Every process has interlocking accountability. Each end of the process has an owner, and those owners take joint responsibility for successful completion of that process.

For example, when a team member brings a patient back to a bed, s/he is also responsible for ensuring that the ED physician gets to that patient in the targeted time. When an ED patient is ready to be admitted, the ED staff "push" the patient to the inpatient floor and the inpatient staff, having pre-planned their work activity, "pull" the patient from the ED. When the lab gets an order from the ED, the nurse and phlebotomist are jointly responsible for meeting targets – specimen collected and received in the lab, tests run, results produced.

With new, specialized technology systems installed for this project, we now measure every process and time stamp critical to patient flow. We, and others monitoring the ED, know our performance – nearly real-time – with web-based monitoring systems available at any workstation, and even from home. This real-time capability allows us to identify the first signs of process breakdown, to make decisions to prevent a surge capacity crisis from occurring, or to quickly resolve issues in the early stages. Through hundreds of dashboard reports, we can monitor performance on a weekly basis. Predefined, standardized action plans have been designed to improve any process which does not meet its targeted performance.

But probably most importantly, leadership is committed to holding staff accountable for the project's continued success and to sustaining our results. As we are all well aware, without both committed hospital and ED leadership, any project will be just another in a long line of temporary improvement initiatives.

During the past year in this project, we have seen an increase in ED volume of 4.8%, and ED patients admitted to the hospital of 9.4%. We virtually eliminated ambulance diversion – over 25 hours per month during June-November of 2007. Also during this past year, ED patient satisfaction has risen from the 13th to the 89th percentile, and is still climbing.

Other performance improvements (March- November 2008) include:


We see over 340 patients a day in our ED and are currently on pace for an increased volume to around 125,000. Not infrequently, we have 120-130 patients in the department at any one time. This includes acuity that would rival any ED, with over a thousand Trauma Alerts, a thousand Stroke Alerts, and approximately 400 STEMIs this year.

We used to have constant long waits in the lobby and significant numbers of patients boarding in ED beds and hallways, with many resultant unhappy, frustrated patients and staff. Now, seeing even more patients, we have minimal waits, fewer patients leaving before treatment, and much greater patient satisfaction and improved patient/staff interactions. Patient care has truly improved from many aspects.
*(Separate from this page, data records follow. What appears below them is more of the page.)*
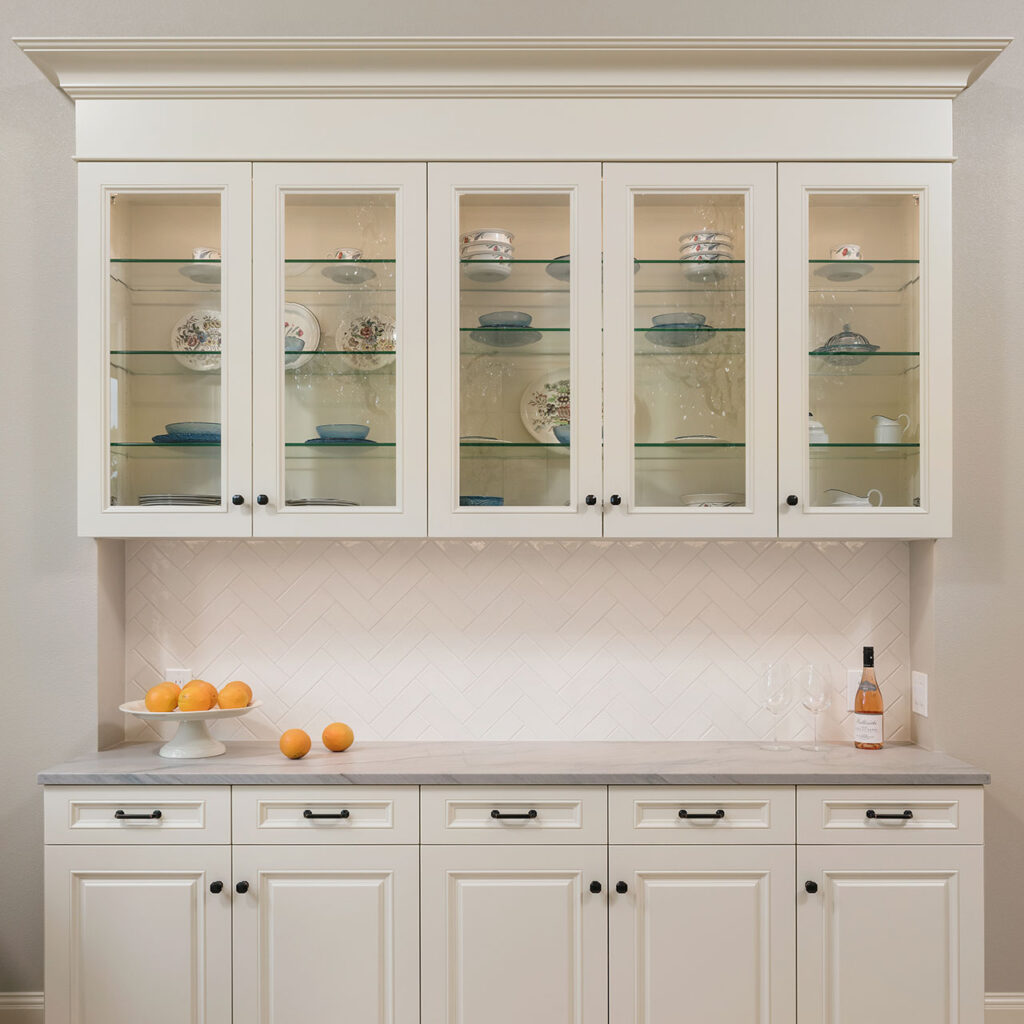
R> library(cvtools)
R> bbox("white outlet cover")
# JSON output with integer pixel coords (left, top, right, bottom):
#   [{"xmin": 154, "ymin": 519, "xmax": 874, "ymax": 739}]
[
  {"xmin": 910, "ymin": 672, "xmax": 928, "ymax": 718},
  {"xmin": 846, "ymin": 669, "xmax": 863, "ymax": 711}
]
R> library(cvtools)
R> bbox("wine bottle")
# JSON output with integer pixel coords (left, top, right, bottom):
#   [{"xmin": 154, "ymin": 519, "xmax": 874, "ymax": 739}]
[{"xmin": 853, "ymin": 647, "xmax": 885, "ymax": 751}]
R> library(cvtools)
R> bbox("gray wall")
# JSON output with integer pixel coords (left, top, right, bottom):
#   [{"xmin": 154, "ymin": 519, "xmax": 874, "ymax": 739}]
[{"xmin": 0, "ymin": 0, "xmax": 1024, "ymax": 991}]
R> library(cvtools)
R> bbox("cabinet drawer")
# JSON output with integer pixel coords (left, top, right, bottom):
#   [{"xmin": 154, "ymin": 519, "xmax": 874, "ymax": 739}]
[
  {"xmin": 231, "ymin": 785, "xmax": 420, "ymax": 846},
  {"xmin": 420, "ymin": 785, "xmax": 608, "ymax": 844},
  {"xmin": 797, "ymin": 785, "xmax": 984, "ymax": 845},
  {"xmin": 608, "ymin": 785, "xmax": 796, "ymax": 845},
  {"xmin": 43, "ymin": 785, "xmax": 231, "ymax": 846}
]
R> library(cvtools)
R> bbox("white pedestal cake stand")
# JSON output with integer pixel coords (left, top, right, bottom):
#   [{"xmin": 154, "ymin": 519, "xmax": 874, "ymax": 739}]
[{"xmin": 119, "ymin": 700, "xmax": 263, "ymax": 758}]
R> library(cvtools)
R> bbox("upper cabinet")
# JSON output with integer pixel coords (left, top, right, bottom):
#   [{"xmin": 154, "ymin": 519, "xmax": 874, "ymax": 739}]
[{"xmin": 51, "ymin": 37, "xmax": 1009, "ymax": 539}]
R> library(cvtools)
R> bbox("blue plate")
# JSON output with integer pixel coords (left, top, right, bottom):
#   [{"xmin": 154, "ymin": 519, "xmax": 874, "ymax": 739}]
[{"xmin": 153, "ymin": 434, "xmax": 220, "ymax": 444}]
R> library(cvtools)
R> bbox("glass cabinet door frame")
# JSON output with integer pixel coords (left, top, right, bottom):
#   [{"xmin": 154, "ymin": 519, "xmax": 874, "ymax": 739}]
[
  {"xmin": 78, "ymin": 162, "xmax": 252, "ymax": 538},
  {"xmin": 428, "ymin": 162, "xmax": 602, "ymax": 538},
  {"xmin": 253, "ymin": 162, "xmax": 427, "ymax": 538},
  {"xmin": 604, "ymin": 163, "xmax": 777, "ymax": 538},
  {"xmin": 778, "ymin": 163, "xmax": 952, "ymax": 539}
]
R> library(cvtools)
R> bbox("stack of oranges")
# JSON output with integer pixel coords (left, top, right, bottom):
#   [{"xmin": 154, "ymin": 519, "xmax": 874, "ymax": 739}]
[{"xmin": 145, "ymin": 679, "xmax": 253, "ymax": 712}]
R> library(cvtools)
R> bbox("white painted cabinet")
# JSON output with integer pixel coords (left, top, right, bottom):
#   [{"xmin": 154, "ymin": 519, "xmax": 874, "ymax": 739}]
[
  {"xmin": 421, "ymin": 845, "xmax": 608, "ymax": 1024},
  {"xmin": 45, "ymin": 845, "xmax": 231, "ymax": 1024},
  {"xmin": 232, "ymin": 845, "xmax": 420, "ymax": 1024},
  {"xmin": 797, "ymin": 845, "xmax": 984, "ymax": 1024},
  {"xmin": 608, "ymin": 845, "xmax": 796, "ymax": 1024}
]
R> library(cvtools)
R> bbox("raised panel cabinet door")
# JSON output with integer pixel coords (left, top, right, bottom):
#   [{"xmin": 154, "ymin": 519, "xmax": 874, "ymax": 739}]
[
  {"xmin": 608, "ymin": 846, "xmax": 796, "ymax": 1024},
  {"xmin": 797, "ymin": 846, "xmax": 984, "ymax": 1024},
  {"xmin": 604, "ymin": 163, "xmax": 778, "ymax": 538},
  {"xmin": 45, "ymin": 846, "xmax": 231, "ymax": 1024},
  {"xmin": 78, "ymin": 162, "xmax": 252, "ymax": 537},
  {"xmin": 421, "ymin": 846, "xmax": 608, "ymax": 1024},
  {"xmin": 232, "ymin": 846, "xmax": 420, "ymax": 1024},
  {"xmin": 253, "ymin": 163, "xmax": 427, "ymax": 537}
]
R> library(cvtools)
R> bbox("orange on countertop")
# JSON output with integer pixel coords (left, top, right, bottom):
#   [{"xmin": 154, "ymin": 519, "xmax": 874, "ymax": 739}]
[
  {"xmin": 279, "ymin": 729, "xmax": 313, "ymax": 761},
  {"xmin": 217, "ymin": 679, "xmax": 253, "ymax": 708},
  {"xmin": 145, "ymin": 683, "xmax": 180, "ymax": 712},
  {"xmin": 323, "ymin": 722, "xmax": 355, "ymax": 751}
]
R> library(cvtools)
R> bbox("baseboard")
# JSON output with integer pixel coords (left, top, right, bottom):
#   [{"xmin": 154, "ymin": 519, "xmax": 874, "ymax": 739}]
[
  {"xmin": 985, "ymin": 992, "xmax": 1024, "ymax": 1024},
  {"xmin": 0, "ymin": 992, "xmax": 43, "ymax": 1024}
]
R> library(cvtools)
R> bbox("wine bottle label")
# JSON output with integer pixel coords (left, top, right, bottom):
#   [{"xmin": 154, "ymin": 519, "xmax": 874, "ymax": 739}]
[{"xmin": 853, "ymin": 715, "xmax": 882, "ymax": 743}]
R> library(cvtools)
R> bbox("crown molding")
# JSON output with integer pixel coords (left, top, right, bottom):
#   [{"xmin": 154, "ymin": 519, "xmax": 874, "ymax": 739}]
[{"xmin": 14, "ymin": 36, "xmax": 1011, "ymax": 99}]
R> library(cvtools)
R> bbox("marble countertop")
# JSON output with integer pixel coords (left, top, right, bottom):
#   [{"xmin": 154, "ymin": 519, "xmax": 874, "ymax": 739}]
[{"xmin": 38, "ymin": 740, "xmax": 989, "ymax": 785}]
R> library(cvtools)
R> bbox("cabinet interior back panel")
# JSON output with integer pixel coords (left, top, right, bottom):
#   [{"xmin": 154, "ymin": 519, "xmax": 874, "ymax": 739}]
[{"xmin": 126, "ymin": 541, "xmax": 910, "ymax": 740}]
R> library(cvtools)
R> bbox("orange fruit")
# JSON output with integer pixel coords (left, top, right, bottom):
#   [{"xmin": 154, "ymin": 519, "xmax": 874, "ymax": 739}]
[
  {"xmin": 324, "ymin": 722, "xmax": 355, "ymax": 751},
  {"xmin": 217, "ymin": 679, "xmax": 253, "ymax": 708},
  {"xmin": 178, "ymin": 686, "xmax": 217, "ymax": 711},
  {"xmin": 145, "ymin": 683, "xmax": 178, "ymax": 711},
  {"xmin": 280, "ymin": 729, "xmax": 313, "ymax": 761}
]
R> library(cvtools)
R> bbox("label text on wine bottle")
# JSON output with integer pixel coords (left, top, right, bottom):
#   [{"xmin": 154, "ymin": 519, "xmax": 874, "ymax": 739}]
[{"xmin": 853, "ymin": 715, "xmax": 882, "ymax": 743}]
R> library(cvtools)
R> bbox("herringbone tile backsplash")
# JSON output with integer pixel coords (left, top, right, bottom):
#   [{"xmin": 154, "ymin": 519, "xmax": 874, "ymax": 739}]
[{"xmin": 126, "ymin": 541, "xmax": 910, "ymax": 739}]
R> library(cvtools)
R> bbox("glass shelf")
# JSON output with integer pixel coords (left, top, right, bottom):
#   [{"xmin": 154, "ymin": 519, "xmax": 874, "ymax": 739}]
[
  {"xmin": 808, "ymin": 352, "xmax": 921, "ymax": 377},
  {"xmin": 808, "ymin": 259, "xmax": 921, "ymax": 295}
]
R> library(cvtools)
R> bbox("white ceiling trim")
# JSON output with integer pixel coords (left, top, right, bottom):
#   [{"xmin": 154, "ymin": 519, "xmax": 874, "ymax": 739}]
[{"xmin": 15, "ymin": 36, "xmax": 1011, "ymax": 99}]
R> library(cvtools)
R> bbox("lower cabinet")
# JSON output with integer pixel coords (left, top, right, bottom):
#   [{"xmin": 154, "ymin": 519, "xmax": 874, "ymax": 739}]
[
  {"xmin": 45, "ymin": 846, "xmax": 230, "ymax": 1024},
  {"xmin": 608, "ymin": 846, "xmax": 796, "ymax": 1024},
  {"xmin": 421, "ymin": 845, "xmax": 608, "ymax": 1024},
  {"xmin": 232, "ymin": 846, "xmax": 420, "ymax": 1024},
  {"xmin": 797, "ymin": 845, "xmax": 984, "ymax": 1024}
]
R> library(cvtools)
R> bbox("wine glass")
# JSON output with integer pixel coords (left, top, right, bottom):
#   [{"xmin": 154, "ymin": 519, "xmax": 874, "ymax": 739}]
[
  {"xmin": 761, "ymin": 662, "xmax": 793, "ymax": 751},
  {"xmin": 797, "ymin": 663, "xmax": 831, "ymax": 752}
]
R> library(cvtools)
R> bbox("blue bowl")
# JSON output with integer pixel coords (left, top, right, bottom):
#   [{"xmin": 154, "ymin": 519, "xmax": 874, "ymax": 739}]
[
  {"xmin": 459, "ymin": 495, "xmax": 505, "ymax": 506},
  {"xmin": 167, "ymin": 420, "xmax": 220, "ymax": 436},
  {"xmin": 316, "ymin": 423, "xmax": 370, "ymax": 441}
]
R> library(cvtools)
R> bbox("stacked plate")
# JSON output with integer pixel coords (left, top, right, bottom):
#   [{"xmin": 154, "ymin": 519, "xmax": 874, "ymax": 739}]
[
  {"xmin": 679, "ymin": 227, "xmax": 733, "ymax": 281},
  {"xmin": 460, "ymin": 227, "xmax": 515, "ymax": 282},
  {"xmin": 138, "ymin": 495, "xmax": 220, "ymax": 506}
]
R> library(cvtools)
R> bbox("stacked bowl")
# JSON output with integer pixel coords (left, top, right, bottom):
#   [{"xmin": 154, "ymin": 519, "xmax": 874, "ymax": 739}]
[{"xmin": 460, "ymin": 227, "xmax": 515, "ymax": 282}]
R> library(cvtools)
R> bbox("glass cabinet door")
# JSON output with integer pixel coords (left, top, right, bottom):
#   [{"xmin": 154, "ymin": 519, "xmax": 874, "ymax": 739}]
[
  {"xmin": 429, "ymin": 164, "xmax": 601, "ymax": 537},
  {"xmin": 604, "ymin": 164, "xmax": 776, "ymax": 537},
  {"xmin": 253, "ymin": 164, "xmax": 426, "ymax": 537},
  {"xmin": 779, "ymin": 164, "xmax": 951, "ymax": 537},
  {"xmin": 79, "ymin": 164, "xmax": 251, "ymax": 537}
]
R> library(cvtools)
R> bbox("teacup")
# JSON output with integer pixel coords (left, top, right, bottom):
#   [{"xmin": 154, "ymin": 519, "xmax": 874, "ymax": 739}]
[
  {"xmin": 871, "ymin": 413, "xmax": 910, "ymax": 444},
  {"xmin": 828, "ymin": 242, "xmax": 860, "ymax": 259},
  {"xmin": 825, "ymin": 487, "xmax": 883, "ymax": 508}
]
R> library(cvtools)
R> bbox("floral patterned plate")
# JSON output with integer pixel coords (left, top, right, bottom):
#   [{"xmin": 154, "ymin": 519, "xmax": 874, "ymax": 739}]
[
  {"xmin": 285, "ymin": 302, "xmax": 319, "ymax": 372},
  {"xmin": 171, "ymin": 309, "xmax": 220, "ymax": 373},
  {"xmin": 334, "ymin": 313, "xmax": 398, "ymax": 370},
  {"xmin": 519, "ymin": 367, "xmax": 570, "ymax": 452}
]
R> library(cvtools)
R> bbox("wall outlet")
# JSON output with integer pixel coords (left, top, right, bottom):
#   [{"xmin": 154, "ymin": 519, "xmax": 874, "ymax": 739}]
[
  {"xmin": 846, "ymin": 669, "xmax": 863, "ymax": 711},
  {"xmin": 910, "ymin": 672, "xmax": 928, "ymax": 718}
]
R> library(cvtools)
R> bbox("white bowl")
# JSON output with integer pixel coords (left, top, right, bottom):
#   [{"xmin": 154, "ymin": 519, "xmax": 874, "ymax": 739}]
[{"xmin": 118, "ymin": 700, "xmax": 263, "ymax": 758}]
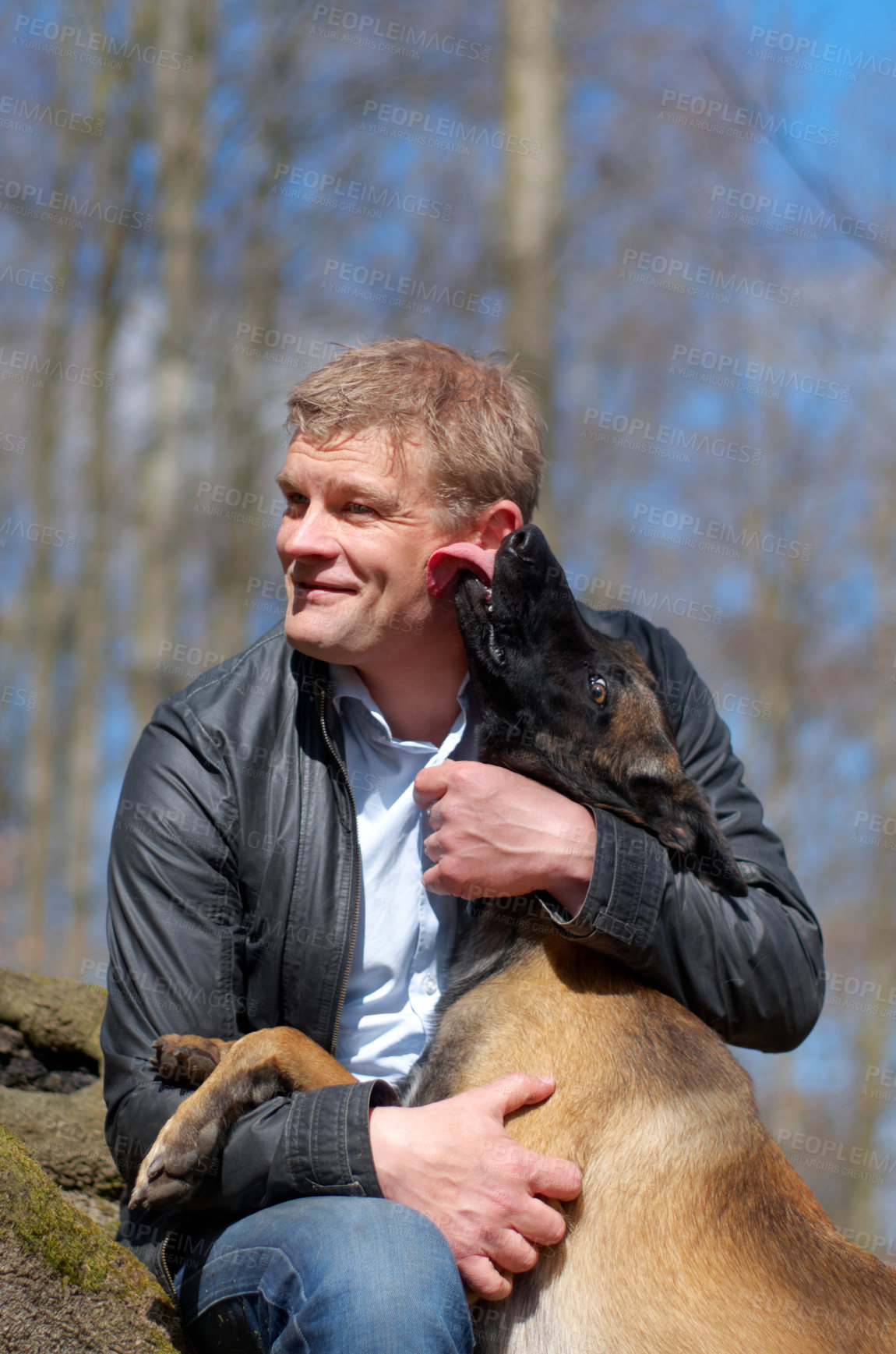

Not the very least is that we now have minimal delays in relief of patient discomfort, and earlier diagnosis and treatment of both "run of the mill" medical conditions and of "hidden disease," the latter with its not infrequent deterioration as patients sit for hours in the waiting room and in ED beds waiting for the ED doc to evaluate and treat them.



Due to a phenomenal and highly committed team effort from the hospital and ED leadership – and especially all of our hard working physicians, ED group, and ED staff team members – we have seen a significant "change in culture." Ultimately, improvements in our entire system operations are more long-lasting, and the hospital and ED have become more efficient than we have seen with previous "piece-meal" attempts at performance improvement.
Overall, the improvements have enabled the hospital to provide more efficient, reliable service and to increase its standing in the community.

And yes, despite seeing more patients at a faster pace, things are incredibly less noisy in our ED than a year ago. A change in culture has indeed occurred at St. Joseph's Hospital.